I thought I would have space and time for writing and I do — here I am.  But this is not Eudamonia.  People thought this town would be a little fort and remembered their origin in Belgium as the seed of good conscience and rules.  They didn’t know that Belgium is actually three countries pushed together like three tribes on the same rez that don’t even speak the same language.  Poirot, the detective, is from the “French” side.  The “Dutch” side would not tolerate his many quirks.  No one remembers that the Belgian King Leopold is one of the most vicious monarchs on record, relying on routine amputations to force obedience to his need for wealth.  But nevermind.  Belgium is only an idea by now and hasn’t got to be realistic.

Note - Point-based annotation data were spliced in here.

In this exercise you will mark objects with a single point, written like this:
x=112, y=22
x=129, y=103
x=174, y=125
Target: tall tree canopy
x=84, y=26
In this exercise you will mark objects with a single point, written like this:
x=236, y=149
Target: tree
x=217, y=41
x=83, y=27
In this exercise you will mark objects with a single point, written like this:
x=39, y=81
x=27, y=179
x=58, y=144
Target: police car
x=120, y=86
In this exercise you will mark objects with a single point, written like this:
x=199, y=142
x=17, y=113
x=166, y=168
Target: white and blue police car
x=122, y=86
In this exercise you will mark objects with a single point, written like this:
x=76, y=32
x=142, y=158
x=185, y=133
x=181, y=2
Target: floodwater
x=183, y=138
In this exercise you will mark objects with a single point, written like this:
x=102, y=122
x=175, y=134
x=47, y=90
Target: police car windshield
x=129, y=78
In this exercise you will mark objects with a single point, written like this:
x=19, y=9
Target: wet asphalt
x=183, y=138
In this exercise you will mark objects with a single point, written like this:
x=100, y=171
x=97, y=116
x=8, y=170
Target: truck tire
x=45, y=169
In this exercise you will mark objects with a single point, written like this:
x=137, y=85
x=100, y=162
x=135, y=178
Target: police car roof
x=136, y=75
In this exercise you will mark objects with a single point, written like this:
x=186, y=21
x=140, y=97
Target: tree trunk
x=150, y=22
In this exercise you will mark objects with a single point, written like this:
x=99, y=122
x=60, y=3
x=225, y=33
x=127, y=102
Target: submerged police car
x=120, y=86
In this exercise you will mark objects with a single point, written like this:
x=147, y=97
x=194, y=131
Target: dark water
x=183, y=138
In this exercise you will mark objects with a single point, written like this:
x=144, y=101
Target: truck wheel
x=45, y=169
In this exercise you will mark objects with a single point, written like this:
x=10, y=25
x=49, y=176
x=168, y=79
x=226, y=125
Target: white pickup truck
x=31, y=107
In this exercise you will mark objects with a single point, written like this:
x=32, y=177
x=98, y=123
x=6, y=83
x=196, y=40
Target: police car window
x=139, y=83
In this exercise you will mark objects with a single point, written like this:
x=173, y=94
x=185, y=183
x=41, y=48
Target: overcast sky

My goal here has been to rethink what we call “religion.”  I started this sequence of ideas with reconsidering what a human being is and as I went along added these ideas:


Human beings are self-forming, unfolding from the instant of conception into a long sequence of development which is always an interaction with the environment, most crucially the part that is other human beings.

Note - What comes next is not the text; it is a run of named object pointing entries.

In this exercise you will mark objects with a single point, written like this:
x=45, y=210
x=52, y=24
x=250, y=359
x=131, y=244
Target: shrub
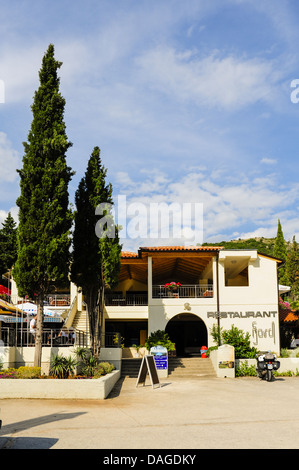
x=284, y=353
x=9, y=373
x=26, y=372
x=90, y=365
x=236, y=338
x=62, y=367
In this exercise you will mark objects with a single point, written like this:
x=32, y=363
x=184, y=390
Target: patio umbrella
x=8, y=309
x=31, y=309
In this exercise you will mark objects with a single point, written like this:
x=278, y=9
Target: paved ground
x=243, y=413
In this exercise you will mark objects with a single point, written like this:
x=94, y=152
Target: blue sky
x=188, y=101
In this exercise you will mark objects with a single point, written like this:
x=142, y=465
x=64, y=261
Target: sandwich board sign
x=160, y=354
x=148, y=366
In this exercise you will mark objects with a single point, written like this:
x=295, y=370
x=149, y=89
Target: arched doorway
x=188, y=332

The ability to be a true human being comes from the necessity of mammalian care and feeding in the first three years, until a child can stand, walk, and speak.  This creates a “virtual space,” a kind of imitation location between two people in which they can share ideas they have developed in the safety and challenges of that space.  


Then the species is continued when the individual is old enough to conceive and bring that infant to the same point of fertility.  But also, the sexually conceiving and communication-succeeding must be in a community of others who can support the newcomers, even if their parents are damaged or removed.  The shared beliefs of these people, shaped by the ecosystem, must support food, shelter, and pleasure, or they will become only vague fossil records like the other past hominins.


This frame is beyond even the politics of Umair Fauque or various binary wars.  It demands to know why people don’t have enough to eat, why children are neglected and deformed, why there is not shelter for everyone,  why everyone is so determined to be number one by means that don’t even get to the ends we want.  We have inherited a country we have failed to maintain.